The Industrial Copper Modeling project aims to address challenges in the copper industry related to sales and pricing. The project involves the development of machine learning models for predicting selling prices and classifying leads as either successful (WON) or unsuccessful (LOST).
- Python Scripting
- Data Preprocessing
- Exploratory Data Analysis (EDA)
- Machine Learning Regression
- Machine Learning Classification
- Streamlit for Web Application Development
The copper industry faces issues with skewed and noisy data affecting the accuracy of manual predictions. The project seeks to automate and optimize pricing decisions through the use of machine learning regression models. Additionally, a lead classification model is developed to evaluate and classify leads based on the likelihood of conversion.

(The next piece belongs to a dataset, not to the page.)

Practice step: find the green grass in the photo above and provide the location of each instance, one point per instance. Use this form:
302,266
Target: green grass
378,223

- Exploratory Data Analysis (EDA):
Explore skewness and outliers in the dataset.Visualize key insights from the data.
- Data Preprocessing:
Transform the data into a suitable format. Address skewness and outliers through normalization and outlier detection. Perform necessary cleaning steps.
- Machine Learning Regression:
Develop a regression model to predict the continuous variable 'Selling_Price'. Utilize advanced techniques such as data normalization and feature scaling.
- Machine Learning Classification:
Build a classification model to predict the status (WON or LOST) of leads. Use the 'STATUS' variable for training, considering 'WON' as success and 'LOST' as failure. Remove data points with STATUS values other than 'WON' or 'LOST'.
- Streamlit Web Application:
Create a Streamlit web application to facilitate easy interaction with the models. Users can insert each column value, and the application will predict Selling_Price or lead Status.